UNDER HEAVY DEVELOPMENT [Does not work yet]
distributed implementation of alenka gpu database engine
Framework for running concurrent alenka queries, distributed across servers.
- Zookeeper - distributed, fault tolerant, process coordination [master/worker framework]

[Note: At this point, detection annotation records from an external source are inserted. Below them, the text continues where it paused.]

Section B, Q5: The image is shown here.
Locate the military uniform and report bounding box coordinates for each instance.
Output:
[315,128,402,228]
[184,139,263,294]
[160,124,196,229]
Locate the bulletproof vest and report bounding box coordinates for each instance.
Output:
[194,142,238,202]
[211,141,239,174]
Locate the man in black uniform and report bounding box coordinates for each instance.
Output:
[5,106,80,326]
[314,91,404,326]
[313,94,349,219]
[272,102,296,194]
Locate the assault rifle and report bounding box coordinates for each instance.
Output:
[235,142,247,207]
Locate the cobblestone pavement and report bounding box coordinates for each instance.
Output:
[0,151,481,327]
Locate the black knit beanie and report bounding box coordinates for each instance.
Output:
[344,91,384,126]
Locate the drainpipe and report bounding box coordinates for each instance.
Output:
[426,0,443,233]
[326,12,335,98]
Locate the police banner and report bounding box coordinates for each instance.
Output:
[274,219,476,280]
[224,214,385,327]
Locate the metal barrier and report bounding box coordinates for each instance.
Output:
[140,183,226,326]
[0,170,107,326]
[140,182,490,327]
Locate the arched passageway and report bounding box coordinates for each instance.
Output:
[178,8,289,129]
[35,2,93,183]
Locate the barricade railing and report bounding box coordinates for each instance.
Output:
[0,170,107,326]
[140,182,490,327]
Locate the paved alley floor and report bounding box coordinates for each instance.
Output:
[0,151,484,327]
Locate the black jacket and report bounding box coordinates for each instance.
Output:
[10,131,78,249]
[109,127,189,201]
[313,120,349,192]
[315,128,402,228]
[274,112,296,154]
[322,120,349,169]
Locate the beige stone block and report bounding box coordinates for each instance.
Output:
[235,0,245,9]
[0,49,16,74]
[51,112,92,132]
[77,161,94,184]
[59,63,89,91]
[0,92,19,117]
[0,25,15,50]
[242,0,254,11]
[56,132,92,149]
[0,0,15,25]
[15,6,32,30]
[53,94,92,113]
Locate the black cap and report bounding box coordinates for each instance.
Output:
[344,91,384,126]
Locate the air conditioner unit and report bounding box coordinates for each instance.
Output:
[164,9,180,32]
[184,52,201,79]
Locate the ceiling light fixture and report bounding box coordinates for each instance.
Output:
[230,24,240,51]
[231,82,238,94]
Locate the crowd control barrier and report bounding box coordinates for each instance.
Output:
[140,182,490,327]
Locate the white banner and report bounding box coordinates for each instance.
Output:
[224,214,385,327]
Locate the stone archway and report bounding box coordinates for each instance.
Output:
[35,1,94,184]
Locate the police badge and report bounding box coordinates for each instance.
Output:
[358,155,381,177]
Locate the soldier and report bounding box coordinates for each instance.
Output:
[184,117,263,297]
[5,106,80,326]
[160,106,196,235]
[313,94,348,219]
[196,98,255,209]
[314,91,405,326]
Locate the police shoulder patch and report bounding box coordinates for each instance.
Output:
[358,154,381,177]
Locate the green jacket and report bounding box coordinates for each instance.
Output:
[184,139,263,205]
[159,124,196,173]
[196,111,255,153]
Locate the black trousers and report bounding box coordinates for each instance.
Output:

- HDFS + short ciruit reads
- Redis - metadata [data dictionary]
- Python shell [bin/alenka-shell.py]
- Zookeeper Cluster
- Hadoop HDFS Cluster
- Redis Server or Cluster
- CUDA enabled GPU
- libalenka (https://github.com/antonmks/Alenka)
- libhiredis
- libredis3m (libalenka submodule)
- libzookeeper_mt
- libboost_system
- libboost_thread
- libhdfs + libjvm
- libboost_program_options
- libconfig++
software installation:
sudo su root
yum install epel-release wget nano
wget http://developer.download.nvidia.com/compute/cuda/repos/rhel7/x86_64/cuda-repo-rhel7-7.5-18.x86_64.rpm
yum install cuda-repo-rhel7-7.5-18.x86_64.rpm
cd /etc/yum.repos.d/
wget https://archive.cloudera.com/cdh5/redhat/7/x86_64/cdh/cloudera-cdh5.repo
yum update
yum install hadoop-libhdfs-devel boost-devel libconfig-devel hiredis-devel zookeeper-native java-1.8.0-openjdk-devel gcc-c++ automake cmake git bison flex cuda
yum install redis hadoop-hdfs-namenode hadoop-hdfs-datanode
echo 'export PATH=/usr/local/cuda-7.5/bin:${PATH}' > /etc/profile.d/cuda.sh
echo '/usr/lib/jvm/java/jre/lib/amd64/server/' > /etc/ld.so.conf.d/java.conf
echo '/usr/lib/hadoop/lib/native/' > /etc/ld.so.conf.d/hadoop.conf
ldconfig
exit
clone and build:
cd ~
git clone --recursive https://github.com/hurdad/alenka-distributed.git
cd alenka-distributed
cd deps/Alenka/deps/ && make
cd deps/ && make
sh autogen.sh
./configure
make
configure hdfs:
sudo nano /etc/hadoop/conf/core-site.xml
core-site.xml
<?xml-stylesheet type="text/xsl" href="configuration.xsl"?>
<configuration>
<property>
<name>fs.defaultFS</name>
<value>hdfs://localhost:8020</value>
</property>
</configuration>
format hdfs:
sudo -u hdfs hdfs namenode -format
start hdfs namenode & datanode:
sudo /etc/init.d/hadoop-hdfs-namenode start
sudo /etc/init.d/hadoop-hdfs-datanode start
start redis:
sudo systemctl start redis
set enviroment variables:
export CLASSPATH=$(hadoop classpath --glob)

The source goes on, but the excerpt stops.